CoordsFinder - software tool for systematic search for brain coordinates of interest for area-based meta-analyses
Neuroimaging studies are accumulating fast. A significant number of these studies use functional magnetic resonance imaging (fMRI) and report stereotactic brain coordinates. In the last 15 years meta-analytic software tools have been developed to identify over-arching data agreement across studies (e.g., http://www.brainmap.org/). Meta-analytic studies help establish statistical concordance and quantitatively summarize large amounts of evidence. To date there are 944 papers on fMRI meta-analyses, as indexed by Web of Science (WOS; 28/04/18). Before analyzing coordinates researchers have to compile, systematically review relevant literature and extract stereotaxic coordinates. One process of pooling information from the articles requires manual search of the articles and manual extraction the relevant data, such as coordinates (i.e., foci), contrasts (i.e., experiments) and types of analyses (whole-brain or region of interest). Another available approach is offered by software with pre-extracted information, such as Sleuth (http://brainmap.org/sleuth/), Neurosynth (http://neurosynth.org/) and other open-source programs. Critically, these methods do not have up to date datasets covering only a limited number of studies (e.g., 11406 papers in the Neurosynth and 3294 papers in the Sleuth 2.4 at the 28/04/2018), whereas, a WOS search for the keyword (“fMRI”) yields 61976 papers.

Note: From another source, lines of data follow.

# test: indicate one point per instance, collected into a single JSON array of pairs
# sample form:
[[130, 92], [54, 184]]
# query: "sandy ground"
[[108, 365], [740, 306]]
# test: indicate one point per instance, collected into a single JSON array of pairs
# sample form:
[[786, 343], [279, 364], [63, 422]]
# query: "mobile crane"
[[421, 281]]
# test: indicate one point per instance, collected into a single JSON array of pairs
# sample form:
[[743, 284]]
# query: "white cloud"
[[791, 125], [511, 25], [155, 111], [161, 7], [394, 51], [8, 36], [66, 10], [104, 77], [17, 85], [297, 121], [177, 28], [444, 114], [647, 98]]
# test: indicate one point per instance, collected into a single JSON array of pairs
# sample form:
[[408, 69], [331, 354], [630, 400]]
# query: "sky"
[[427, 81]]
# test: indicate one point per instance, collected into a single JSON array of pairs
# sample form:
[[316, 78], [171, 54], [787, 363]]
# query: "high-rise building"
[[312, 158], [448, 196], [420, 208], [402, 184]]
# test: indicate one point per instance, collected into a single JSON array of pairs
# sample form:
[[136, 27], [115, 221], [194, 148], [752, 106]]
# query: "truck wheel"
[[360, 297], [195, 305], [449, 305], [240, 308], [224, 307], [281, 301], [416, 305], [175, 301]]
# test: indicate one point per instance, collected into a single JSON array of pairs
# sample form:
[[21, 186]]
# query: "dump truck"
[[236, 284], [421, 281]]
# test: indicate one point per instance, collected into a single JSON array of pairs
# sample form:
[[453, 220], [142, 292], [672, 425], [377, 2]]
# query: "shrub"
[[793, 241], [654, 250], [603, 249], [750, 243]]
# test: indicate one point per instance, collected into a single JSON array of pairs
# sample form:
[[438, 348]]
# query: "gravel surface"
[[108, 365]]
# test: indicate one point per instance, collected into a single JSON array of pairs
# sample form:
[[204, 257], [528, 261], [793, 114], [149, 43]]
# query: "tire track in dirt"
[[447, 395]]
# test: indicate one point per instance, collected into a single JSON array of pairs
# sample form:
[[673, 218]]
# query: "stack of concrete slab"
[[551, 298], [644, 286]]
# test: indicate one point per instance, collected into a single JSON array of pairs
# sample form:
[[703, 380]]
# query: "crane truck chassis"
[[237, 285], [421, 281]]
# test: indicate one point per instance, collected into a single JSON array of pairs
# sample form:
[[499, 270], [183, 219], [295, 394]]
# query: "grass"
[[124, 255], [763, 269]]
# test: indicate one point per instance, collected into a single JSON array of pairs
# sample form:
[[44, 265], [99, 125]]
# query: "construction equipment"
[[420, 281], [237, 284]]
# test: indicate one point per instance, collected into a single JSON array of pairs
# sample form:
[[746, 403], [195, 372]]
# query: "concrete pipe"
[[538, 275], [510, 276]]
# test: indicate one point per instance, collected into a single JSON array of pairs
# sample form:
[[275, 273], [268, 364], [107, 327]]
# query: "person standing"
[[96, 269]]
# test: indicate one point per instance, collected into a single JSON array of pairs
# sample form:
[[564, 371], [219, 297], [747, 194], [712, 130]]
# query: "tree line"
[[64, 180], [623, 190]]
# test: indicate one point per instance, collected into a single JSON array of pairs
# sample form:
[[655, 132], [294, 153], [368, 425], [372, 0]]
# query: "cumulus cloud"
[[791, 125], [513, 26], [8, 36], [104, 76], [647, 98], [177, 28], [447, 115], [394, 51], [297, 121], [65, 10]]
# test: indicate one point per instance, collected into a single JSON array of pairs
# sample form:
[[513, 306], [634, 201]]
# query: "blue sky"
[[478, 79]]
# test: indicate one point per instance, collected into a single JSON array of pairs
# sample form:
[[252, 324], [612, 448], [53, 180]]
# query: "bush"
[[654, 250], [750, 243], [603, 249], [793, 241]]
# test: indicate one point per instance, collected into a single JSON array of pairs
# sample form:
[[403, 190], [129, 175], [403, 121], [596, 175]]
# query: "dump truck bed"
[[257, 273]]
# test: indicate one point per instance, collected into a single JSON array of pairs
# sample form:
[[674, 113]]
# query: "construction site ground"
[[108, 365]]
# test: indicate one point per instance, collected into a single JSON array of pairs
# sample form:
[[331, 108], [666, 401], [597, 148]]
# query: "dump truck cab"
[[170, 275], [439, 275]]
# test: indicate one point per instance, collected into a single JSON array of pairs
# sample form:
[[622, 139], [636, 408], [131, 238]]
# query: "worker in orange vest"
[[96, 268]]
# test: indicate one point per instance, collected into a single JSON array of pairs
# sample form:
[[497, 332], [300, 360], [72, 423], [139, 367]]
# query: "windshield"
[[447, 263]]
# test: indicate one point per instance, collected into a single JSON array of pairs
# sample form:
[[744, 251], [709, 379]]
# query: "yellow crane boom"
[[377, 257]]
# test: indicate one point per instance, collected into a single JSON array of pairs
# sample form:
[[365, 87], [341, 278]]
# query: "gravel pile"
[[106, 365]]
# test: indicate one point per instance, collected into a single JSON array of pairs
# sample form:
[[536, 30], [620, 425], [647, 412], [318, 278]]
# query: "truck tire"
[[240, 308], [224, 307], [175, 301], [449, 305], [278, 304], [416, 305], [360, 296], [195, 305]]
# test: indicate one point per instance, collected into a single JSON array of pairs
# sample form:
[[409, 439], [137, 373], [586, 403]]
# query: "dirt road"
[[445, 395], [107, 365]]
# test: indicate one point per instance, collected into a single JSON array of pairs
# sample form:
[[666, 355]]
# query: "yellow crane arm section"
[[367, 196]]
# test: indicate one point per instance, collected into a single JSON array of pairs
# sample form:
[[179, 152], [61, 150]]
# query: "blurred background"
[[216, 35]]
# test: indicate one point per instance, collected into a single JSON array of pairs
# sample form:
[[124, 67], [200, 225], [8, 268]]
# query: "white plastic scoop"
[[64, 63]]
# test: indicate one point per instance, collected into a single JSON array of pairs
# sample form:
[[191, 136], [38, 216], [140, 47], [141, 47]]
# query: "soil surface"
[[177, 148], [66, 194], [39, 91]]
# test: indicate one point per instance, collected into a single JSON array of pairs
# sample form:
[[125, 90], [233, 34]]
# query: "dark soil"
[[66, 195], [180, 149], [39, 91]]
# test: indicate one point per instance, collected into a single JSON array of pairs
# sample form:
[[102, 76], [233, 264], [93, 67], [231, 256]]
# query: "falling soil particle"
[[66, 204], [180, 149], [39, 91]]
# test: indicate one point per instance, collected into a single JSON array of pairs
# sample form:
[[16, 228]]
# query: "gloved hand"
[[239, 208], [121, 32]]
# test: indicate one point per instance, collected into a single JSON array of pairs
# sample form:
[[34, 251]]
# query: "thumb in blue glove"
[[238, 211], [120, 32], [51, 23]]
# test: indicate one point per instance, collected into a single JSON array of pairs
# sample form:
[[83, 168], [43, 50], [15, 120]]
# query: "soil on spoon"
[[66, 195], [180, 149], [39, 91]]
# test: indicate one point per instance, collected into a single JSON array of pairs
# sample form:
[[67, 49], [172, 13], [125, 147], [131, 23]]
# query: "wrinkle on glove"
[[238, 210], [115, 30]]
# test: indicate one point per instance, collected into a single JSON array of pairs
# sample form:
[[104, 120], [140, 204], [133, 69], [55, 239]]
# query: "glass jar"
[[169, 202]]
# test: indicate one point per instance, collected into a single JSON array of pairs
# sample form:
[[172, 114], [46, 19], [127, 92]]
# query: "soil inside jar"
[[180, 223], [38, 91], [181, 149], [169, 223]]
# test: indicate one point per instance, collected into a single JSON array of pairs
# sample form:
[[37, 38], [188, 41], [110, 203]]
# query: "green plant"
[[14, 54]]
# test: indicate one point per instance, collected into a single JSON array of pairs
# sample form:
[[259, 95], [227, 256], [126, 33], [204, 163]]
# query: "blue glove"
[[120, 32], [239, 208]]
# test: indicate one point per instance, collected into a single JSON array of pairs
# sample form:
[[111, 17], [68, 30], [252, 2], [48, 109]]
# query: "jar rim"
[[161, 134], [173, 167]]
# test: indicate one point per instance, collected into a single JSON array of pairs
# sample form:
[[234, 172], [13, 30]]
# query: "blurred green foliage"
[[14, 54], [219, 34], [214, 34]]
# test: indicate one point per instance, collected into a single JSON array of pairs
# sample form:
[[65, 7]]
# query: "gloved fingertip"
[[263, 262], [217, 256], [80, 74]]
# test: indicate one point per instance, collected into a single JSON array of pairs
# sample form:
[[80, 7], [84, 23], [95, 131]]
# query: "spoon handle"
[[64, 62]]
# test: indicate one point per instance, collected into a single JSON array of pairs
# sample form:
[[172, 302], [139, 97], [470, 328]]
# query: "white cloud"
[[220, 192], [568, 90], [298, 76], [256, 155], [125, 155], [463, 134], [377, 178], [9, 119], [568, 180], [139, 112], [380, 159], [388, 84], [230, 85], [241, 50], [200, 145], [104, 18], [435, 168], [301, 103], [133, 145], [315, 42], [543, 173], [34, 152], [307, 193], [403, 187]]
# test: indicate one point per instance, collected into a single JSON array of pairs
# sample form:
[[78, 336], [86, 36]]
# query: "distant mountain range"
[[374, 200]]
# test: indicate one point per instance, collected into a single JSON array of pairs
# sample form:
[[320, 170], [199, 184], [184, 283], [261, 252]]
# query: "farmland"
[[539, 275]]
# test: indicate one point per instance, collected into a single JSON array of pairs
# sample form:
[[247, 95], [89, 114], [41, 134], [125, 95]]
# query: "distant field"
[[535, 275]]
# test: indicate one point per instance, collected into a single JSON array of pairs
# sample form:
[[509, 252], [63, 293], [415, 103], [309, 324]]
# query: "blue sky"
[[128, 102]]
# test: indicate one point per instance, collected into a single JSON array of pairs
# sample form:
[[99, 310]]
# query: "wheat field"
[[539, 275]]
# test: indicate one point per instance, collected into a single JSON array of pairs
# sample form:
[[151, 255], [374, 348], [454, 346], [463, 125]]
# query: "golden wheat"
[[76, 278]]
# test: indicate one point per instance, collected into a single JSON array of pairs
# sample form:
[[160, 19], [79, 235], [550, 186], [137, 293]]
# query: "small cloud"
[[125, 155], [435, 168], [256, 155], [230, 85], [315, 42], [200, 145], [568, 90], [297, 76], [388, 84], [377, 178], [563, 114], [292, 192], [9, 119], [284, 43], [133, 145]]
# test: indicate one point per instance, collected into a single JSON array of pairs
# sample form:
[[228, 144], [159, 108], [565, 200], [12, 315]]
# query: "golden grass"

To improve the quality of the manual search for area-based meta-analyses and increase the speed of the identification of the foci of interest, we developed CoordsFinder - standalone graphical interface software for addressing the challenge of processing multiple fMRI articles reporting data in coordinate space. The software is written using WPF (C# and XAML), based on .NET Framework 4.5.2, and it supports Microsoft Windows 7 operating system or higher. The CoordsFinder estimates the foci uploaded in the software manually and searches for it inside the specified folder, which contains the pdf files of the papers, as this is the most common file format for articles. Foci coordinates can be found both in tables and in a plain text of the articles. The foci file uploaded could contain MNI or TAL space coordinates, and the software can indicate each type. In the current version, CoordsFinder can explore only files stored at the user’s computer, and process 274 papers per minute for a typical computer. Practically this software provides a solution for automatically extracting coordinates from multiple articles for effectively organizing and further analyzing data already available in the literature.